Treatment usually starts with low doses that are built up slowly.
These drugs
affect the chemical transmission of pain signals resulting in a reduction of
symptoms. They often cause side effects such as drowsiness, dizziness, nausea
and blurred vision although these will eventually wear off.
The guidelines
also suggest agreeing a treatment plan that takes into account the individual’s
concerns and expectations. Referral to a specialist pain service can be
considered at any stage5.
Examples of neuropathic pain
Dysaesthesia
or paraesthesia (altered sensation)
These are common symptoms in MS, but they are experienced differently from
person to person. The pain can be described in a variety of ways including:
- pins and
needles - burning
- tightness
- numbness
- prickling
- dull
ache - itching
- crawling
- nagging
Usually experienced
in the extremities, these changes can occur anywhere in the body. These
sensations can be uncomfortable and unsettling and may be painful and
distressing.
Banding,
sometimes called the ‘MS hug’
This is a feeling of constriction, tightness or being squeezed around the
chest.
Altered
sensations are generally treated with one of the standard drugs, although
symptoms such as numbness and loss of sensation may not be treated unless they
are causing particular distress.
L’hermitte’s
sign
A sudden sensation resembling an electric shock, which passes down the back of
the neck and into the spinal column and can radiate out to the fingers and
toes.
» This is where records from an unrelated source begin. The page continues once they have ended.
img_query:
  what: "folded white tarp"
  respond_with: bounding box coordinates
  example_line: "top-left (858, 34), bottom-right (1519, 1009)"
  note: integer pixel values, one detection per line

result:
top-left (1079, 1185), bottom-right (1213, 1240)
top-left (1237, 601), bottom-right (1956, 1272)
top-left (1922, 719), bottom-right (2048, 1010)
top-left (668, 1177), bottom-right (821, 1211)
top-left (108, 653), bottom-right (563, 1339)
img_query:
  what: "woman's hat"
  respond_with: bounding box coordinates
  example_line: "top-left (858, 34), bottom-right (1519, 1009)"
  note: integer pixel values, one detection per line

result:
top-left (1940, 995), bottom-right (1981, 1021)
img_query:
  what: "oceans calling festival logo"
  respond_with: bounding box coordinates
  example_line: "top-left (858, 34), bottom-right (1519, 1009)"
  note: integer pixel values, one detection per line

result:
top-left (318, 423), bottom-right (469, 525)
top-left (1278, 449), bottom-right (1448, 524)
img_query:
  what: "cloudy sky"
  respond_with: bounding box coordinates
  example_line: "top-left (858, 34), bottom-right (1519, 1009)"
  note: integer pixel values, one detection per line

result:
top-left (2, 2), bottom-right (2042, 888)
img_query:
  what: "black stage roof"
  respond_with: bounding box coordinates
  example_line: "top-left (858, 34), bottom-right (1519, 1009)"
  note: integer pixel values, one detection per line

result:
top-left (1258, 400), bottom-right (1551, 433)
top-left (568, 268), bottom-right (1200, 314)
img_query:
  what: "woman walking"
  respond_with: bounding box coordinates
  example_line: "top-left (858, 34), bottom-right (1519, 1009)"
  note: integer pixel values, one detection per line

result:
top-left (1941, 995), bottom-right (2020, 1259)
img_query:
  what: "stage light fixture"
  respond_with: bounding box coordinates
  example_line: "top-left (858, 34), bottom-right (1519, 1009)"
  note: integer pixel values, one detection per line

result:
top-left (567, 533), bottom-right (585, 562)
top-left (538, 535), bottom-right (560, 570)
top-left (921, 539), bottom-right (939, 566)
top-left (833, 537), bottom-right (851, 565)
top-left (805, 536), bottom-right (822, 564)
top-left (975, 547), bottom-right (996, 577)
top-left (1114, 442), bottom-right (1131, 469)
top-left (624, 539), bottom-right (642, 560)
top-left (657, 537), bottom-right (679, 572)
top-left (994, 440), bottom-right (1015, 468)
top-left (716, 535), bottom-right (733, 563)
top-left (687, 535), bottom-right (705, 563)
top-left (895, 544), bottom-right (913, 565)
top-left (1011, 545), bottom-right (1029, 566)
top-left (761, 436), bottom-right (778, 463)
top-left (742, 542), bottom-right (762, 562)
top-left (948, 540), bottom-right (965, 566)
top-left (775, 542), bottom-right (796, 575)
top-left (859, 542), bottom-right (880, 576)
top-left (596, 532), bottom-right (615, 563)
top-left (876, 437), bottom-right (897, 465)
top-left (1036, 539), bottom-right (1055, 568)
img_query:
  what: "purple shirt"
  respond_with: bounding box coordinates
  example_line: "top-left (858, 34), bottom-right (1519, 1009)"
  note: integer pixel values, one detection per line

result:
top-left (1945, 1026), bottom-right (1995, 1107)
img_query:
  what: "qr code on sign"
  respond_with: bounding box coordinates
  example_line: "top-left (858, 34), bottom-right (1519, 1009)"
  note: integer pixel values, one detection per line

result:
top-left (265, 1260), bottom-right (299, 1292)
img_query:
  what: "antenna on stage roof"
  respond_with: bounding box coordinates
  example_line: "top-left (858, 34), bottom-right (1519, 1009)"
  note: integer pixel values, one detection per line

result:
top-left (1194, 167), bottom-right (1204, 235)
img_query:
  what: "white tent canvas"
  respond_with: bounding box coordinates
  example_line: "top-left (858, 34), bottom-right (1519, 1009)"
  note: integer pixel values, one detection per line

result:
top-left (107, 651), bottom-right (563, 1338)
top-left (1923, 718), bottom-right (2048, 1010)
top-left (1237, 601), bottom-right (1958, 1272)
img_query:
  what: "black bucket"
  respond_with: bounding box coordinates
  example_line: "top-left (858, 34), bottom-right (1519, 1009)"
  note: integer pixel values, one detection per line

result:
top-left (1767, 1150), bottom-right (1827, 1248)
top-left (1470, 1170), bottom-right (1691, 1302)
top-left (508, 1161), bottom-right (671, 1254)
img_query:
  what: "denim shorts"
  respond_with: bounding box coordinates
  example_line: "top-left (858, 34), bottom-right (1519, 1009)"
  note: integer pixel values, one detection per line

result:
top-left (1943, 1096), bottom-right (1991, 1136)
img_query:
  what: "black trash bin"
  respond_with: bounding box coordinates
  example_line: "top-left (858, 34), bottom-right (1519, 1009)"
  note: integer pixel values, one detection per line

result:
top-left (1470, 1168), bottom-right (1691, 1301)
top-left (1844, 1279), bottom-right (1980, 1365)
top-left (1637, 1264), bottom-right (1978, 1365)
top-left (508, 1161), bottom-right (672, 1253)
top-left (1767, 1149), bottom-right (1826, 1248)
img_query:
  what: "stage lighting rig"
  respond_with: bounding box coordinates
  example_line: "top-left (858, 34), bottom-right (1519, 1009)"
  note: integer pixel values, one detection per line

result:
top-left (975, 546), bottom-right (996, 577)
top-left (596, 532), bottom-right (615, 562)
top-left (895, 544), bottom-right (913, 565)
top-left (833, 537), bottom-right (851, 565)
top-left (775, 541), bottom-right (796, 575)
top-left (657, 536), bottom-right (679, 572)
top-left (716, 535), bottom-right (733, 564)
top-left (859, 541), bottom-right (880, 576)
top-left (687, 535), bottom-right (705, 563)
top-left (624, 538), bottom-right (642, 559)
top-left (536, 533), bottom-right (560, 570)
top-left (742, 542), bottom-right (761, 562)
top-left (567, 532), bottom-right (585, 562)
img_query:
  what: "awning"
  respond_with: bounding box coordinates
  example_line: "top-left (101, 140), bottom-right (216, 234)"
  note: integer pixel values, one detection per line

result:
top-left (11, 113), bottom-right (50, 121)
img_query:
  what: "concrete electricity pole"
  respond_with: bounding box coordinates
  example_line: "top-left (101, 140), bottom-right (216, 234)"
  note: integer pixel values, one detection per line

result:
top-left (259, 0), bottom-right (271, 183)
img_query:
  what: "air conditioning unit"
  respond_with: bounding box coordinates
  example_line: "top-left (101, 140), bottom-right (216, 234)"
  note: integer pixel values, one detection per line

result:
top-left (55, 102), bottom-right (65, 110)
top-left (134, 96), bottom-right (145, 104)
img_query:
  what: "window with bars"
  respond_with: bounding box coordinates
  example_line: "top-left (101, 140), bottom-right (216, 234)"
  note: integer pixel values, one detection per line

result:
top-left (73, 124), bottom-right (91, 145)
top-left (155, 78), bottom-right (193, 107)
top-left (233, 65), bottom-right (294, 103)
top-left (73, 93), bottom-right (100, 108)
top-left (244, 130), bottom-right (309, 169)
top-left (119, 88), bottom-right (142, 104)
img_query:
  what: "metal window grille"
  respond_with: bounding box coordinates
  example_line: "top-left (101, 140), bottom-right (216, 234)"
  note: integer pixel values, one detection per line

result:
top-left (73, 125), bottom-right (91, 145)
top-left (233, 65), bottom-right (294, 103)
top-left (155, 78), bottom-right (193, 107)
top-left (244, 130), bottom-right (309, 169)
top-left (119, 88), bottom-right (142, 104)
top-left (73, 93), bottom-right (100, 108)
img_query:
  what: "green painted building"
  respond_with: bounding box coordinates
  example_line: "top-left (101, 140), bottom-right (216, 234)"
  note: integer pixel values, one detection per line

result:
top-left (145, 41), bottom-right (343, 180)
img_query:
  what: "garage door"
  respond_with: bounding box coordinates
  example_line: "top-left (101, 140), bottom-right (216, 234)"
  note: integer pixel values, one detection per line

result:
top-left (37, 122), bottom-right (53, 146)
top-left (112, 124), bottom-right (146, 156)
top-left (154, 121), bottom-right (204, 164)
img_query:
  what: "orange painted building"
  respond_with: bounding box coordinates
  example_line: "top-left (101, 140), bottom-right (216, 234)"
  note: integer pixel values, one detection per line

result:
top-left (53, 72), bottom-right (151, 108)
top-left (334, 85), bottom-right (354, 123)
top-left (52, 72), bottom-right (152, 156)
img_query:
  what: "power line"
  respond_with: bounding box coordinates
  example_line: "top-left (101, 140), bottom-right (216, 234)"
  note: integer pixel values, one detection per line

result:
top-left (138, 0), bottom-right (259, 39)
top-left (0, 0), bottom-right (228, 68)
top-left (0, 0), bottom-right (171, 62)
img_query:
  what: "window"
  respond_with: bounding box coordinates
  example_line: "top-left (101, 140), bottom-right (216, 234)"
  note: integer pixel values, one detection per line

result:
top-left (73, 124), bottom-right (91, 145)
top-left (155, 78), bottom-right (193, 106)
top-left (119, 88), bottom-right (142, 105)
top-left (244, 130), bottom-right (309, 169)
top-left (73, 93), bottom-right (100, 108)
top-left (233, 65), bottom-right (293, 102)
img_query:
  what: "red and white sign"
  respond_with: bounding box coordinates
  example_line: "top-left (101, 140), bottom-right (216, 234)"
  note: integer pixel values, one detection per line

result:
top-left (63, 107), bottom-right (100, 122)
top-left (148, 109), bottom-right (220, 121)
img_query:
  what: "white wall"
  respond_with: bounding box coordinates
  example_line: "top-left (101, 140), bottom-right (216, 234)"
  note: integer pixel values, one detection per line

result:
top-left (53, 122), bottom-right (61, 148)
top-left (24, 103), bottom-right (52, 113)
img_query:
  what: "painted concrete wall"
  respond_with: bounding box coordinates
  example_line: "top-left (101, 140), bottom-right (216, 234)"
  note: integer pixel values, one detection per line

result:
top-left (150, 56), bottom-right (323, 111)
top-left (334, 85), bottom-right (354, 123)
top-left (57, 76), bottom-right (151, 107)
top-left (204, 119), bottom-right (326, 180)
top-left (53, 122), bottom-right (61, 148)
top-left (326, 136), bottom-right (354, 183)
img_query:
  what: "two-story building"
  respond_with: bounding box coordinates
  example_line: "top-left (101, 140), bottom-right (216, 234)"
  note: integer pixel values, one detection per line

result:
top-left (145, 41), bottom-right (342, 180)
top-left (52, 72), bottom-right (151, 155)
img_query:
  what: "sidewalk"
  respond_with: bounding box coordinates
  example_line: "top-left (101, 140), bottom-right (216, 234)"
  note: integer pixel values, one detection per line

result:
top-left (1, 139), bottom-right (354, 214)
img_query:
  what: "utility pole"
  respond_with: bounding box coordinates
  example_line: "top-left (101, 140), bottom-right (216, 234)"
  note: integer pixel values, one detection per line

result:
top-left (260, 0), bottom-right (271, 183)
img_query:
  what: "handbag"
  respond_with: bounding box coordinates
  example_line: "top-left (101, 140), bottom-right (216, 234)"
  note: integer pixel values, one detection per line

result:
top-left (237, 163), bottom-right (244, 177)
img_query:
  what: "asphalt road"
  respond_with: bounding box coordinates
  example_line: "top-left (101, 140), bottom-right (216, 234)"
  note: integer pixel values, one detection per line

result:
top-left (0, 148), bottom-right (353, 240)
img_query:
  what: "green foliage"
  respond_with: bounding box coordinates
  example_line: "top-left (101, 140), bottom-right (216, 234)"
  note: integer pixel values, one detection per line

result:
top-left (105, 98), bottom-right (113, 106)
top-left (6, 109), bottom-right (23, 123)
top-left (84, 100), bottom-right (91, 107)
The pain is sharp but passes quickly so treatment is not usually
considered.
Optic
neuritis
A sharp, knifelike pain behind the eyes caused by inflammation of the optic
nerve, sometimes also causing disruption to vision. Optic neuritis is a common
early symptom of MS, though can occur at any time. It usually responds
successfully to treatment with steroids.
Trigeminal
neuralgia
An intense, severe stabbing and burning sensation down the side of the face
that can ease to an ache or burn. Pain follows the path of the trigeminal
nerve, which provides feeling in the side of the face and controls chewing and
swallowing. It is thought that the pain, which normally only affects one side
of the face at a time, is caused by damage where the nerve connects to the
brain. The pain can be excruciating and can be set off by something as simple
as eating, talking or smiling. It is usually sudden in onset and can reduce or
disappear over a period of time. However it can become chronic.
Trigeminal
neuralgia can be difficult to treat. First line treatment is with a standard
drug for neuropathic pain. It is also useful to identify whether the pain has
any triggers, for example eating ice cream, and avoiding them or reducing their
likelihood. In extreme cases, surgery can be carried out to cut the nerve’s
connection to the brain, but this may leave the face numb.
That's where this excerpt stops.